## Imports

First, we need to import some libraries which we'll use later in our code.

In [None]:
%matplotlib inline

import pandas as pd
import requests
import matplotlib.pyplot as plt
import seaborn as sns

We'll also create some utility functions which we'll user later on.

In [None]:
def save_file(title):
    """Saves PNG files to a `visualizations` directory."""
    filename = title.lower().replace(" ", "_").replace("(", "").replace(")", "")
    plt.savefig(f"visualizations/{filename}_line_graph.png")

In [None]:
def construct_title(subject, collection, start_year=None, end_year=None):
    """Creates title for visualizations"""
    collection_title = requests.get(f"https://api.rockarch.org/collections/{collection}").json()["title"]
    if all([start_year, end_year]):
        return f"{subject} {start_year}-{end_year} ({collection_title})"
    return f"{subject} ({collection_title})"
    

## Single Line Graphs

To create a single line graph which plots the occurrence of a given term over time, we'll first need to fetch data from the RAC Collections API.

In [None]:
def get_timeline_data(collection_id, querystrings, start_year, end_year):
    """Fetch timeline data using the minimap endpoint."""
    years = []
    counts = []
    collection = requests.get(f"https://api.rockarch.org/collections/{collection_id}").json()
    start_year = start_year if start_year else sorted([int(d["begin"]) for d in collection["dates"]])[0]
    end_year = end_year if end_year else sorted([int(d["end"]) for d in collection["dates"]])[-1]
    dataframe = pd.DataFrame({'year': list(range(start_year, end_year))})
    for query in querystrings:
        query_counts = []
        for year in range(start_year, end_year):
            hits = requests.get(f"https://api.rockarch.org/collections/{collection_id}/minimap", params={"query": query, "start_date": year}).json()["hits"]
            query_counts.append(len(hits))
        dataframe[query] = query_counts
    return dataframe

Then we need to wrap the `get_timeline_data` function in another function which plots that data on a single line.

In [None]:
def draw_lineplot(collection, query, start_year=None, end_year=None):
    """Draw single lineplot."""
    single_lineplot_data = get_timeline_data(collection, [query], start_year, end_year)
    title = construct_title(query, collection, start_year, end_year)
    sns.set_theme(palette="bright", font="monospace")
    ax = sns.lineplot(
        x=single_lineplot_data['year'],
        y=single_lineplot_data[query]).set_title(title)
    save_file(title)

Now we can call that `draw_lineplot` function with two arguments.
- The first is an identifier for the collection we want to search in.
- The second is the the term to be queried for within the collection. It's okay for this value to contain spaces.

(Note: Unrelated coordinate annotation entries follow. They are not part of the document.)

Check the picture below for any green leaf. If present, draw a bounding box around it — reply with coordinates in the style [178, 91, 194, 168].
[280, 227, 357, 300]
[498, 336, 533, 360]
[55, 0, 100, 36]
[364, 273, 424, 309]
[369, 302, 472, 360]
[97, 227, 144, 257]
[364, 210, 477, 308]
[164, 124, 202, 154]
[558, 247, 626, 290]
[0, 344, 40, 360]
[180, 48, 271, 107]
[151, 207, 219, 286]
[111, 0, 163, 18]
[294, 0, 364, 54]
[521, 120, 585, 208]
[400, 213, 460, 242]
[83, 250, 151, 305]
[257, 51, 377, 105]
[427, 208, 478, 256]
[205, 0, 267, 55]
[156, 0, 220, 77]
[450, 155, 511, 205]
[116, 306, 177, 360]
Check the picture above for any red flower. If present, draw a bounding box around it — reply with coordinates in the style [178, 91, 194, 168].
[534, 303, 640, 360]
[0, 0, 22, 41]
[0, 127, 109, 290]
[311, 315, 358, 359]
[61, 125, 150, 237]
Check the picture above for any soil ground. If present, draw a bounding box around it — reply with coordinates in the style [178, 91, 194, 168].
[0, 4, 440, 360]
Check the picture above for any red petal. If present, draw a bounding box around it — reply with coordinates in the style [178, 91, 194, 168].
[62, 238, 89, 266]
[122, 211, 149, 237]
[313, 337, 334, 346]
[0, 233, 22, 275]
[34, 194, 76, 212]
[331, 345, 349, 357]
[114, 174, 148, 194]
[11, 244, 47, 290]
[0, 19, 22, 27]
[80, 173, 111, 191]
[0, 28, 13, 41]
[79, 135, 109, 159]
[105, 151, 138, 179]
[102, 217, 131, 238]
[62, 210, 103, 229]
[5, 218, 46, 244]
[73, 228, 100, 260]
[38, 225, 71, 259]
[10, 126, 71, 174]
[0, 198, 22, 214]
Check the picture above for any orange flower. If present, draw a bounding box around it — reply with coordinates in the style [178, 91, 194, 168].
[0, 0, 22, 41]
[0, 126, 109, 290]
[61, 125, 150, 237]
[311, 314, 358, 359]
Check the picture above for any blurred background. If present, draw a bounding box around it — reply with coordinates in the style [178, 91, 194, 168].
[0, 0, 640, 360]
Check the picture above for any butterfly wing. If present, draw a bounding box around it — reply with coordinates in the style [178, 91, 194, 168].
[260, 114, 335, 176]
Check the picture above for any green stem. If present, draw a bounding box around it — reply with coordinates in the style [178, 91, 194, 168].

Note that both arguments are passed as strings (meaning they're wrapped in quotes).

You can update one or both of those values and execute the cell below again. Each time you execute it, a PNG version of the graph displayed will be saved to a `visualizations` directory.

In [None]:
draw_lineplot("2HnhFZfibK6SVVu86skz3k", "exchange")

By default, `draw_lineplot` uses the collection start and end dates as the beginning and end dates of the graph. However, you might want to zoom in on a certain time period. To do this, you can pass `start_year` and/or `end_year` arguments.

In [None]:
draw_lineplot("2HnhFZfibK6SVVu86skz3k", "exchange", start_year=1950, end_year=1990)

## Multiple Line Graphs

In order to draw multiple lines on a graph, we need to create a new function called `draw_lineplots`. This reuses the `get_timeline_data` function we wrote earlier.

In [None]:
def draw_lineplots(collection, querystrings, subject, start_year=None, end_year=None):
    """Draw multiple lineplots."""
    data = get_timeline_data(collection, querystrings, start_year, end_year)
    chart_title = construct_title(subject, collection, start_year, end_year)
    sns.set_theme(palette="bright", font="monospace")
    ax = sns.lineplot(x='year', y='value', hue='variable', 
             data=pd.melt(data, ['year'])).set_title(chart_title)
    save_file(chart_title)

Now we can draw multiple lines on a single graph by passing two arguments to `draw_lineplots`:
- The first argument is the identifier of the collection we want to search in. Note that this argument must be passed as a string (wrapped in quotation marks)
- The second argument is a list of terms to be queried. It's okay for these terms to have spaces in them. This argument must be passed as a list of strings, or a series of values wrapped in quotes, comma-separated, and contained within brackets.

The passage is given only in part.